My daughter was particularly excited when I came home from work yesterday, bouncing up and down with anticipation and saying, “It’s Chanukah, It’s Chanukah, oh my gosh, it’s Chanukah!!!” Her face was beaming. For her and her brother, Chanukah is a welcome break from everything they are deluged with this time of year, being in public school. This year wasn’t too bad. There was the Christmas themed field trip my daughter skipped, opting instead to spend the morning at home. There were a few projects we had to insist that the kids be allowed to make alternate projects for. There were Christmas themed movie nights and and school parties the kids skipped.

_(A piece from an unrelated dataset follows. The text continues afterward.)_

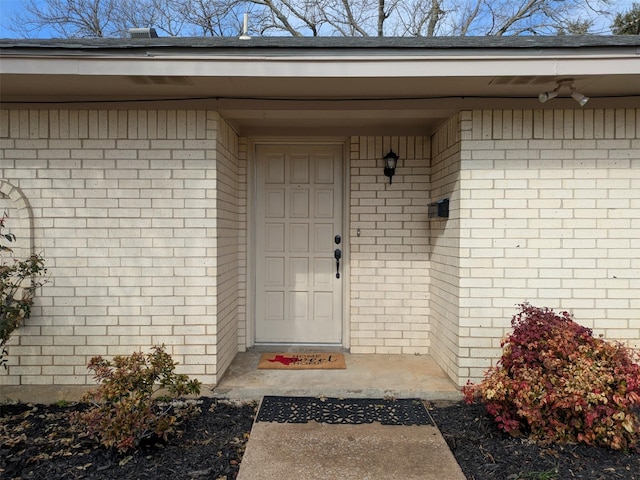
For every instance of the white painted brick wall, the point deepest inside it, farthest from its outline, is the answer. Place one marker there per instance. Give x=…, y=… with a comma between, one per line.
x=389, y=263
x=445, y=246
x=126, y=207
x=549, y=211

Then there are the Orchestra concerts where they’ll play mostly Christmas music, along with maybe a Chanukah song.
All these are just reminders of why we’re working so hard to move somewhere where there are Jewish schools.
In the midst of all these challenges comes a light, first one candle lit, that grows. It reminds us that we’re almost through the darkest days of winter and the sun will be returning. It reminds us of traditions and a link to a people who have certainly clung to their faith in much tougher circumstances. It also reminds us that Hashem is with those who stubbornly follow Him, even to the point of creating miracles
My latke recipe is out and we have the “Spinagogue” (a kind of dreidel stadium that just came out on kickstarter this year) all set up for play.
May everyone find their little corner of bliss this holiday season!